Bayesian Intervention Optimization for Causal Discovery
Yuxuan Wang, Mingzhou Liu, Xinwei Sun, Wei Wang, Yizhou Wang
TL;DR
This work tackles efficient causal discovery by integrating active interventions with Bayes-factor–based hypothesis testing. It defines a decision-theoretic objective, $P_{DC}$, that quantifies the probability of obtaining decisive and correct evidence after an intervention and uses Bayesian optimization to select the most informative $\mathrm{do}(X=x)$. The methodology combines observational priors, do-calculus, Bayes factors, and Monte Carlo–based estimation to update hypotheses and refine interventions iteratively. Empirical results on synthetic data show superior performance to information-gain baselines for challenging causal structures, highlighting the practical value of targeted, Bayes-factor–driven active interventions in causal discovery.
Abstract
Causal discovery is crucial for understanding complex systems and informing decisions.
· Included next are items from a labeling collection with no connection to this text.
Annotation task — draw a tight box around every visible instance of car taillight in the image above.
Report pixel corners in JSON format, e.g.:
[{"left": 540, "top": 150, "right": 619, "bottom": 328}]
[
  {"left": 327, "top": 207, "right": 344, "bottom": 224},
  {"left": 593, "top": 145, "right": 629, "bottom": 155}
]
While observational data can uncover causal relationships under certain assumptions, it often falls short, making active interventions necessary. Current methods, such as Bayesian and graph-theoretical approaches, do not prioritize decision-making and often rely on ideal conditions or information gain, which is not directly related to hypothesis testing. We propose a novel Bayesian optimization-based method inspired by Bayes factors that aims to maximize the probability of obtaining decisive and correct evidence. Our approach uses observational data to estimate causal models under different hypotheses, evaluates potential interventions pre-experimentally, and iteratively updates priors to refine interventions. We demonstrate the effectiveness of our method through various experiments. Our contributions provide a robust framework for efficient causal discovery through active interventions, enhancing the practical application of theoretical advancements.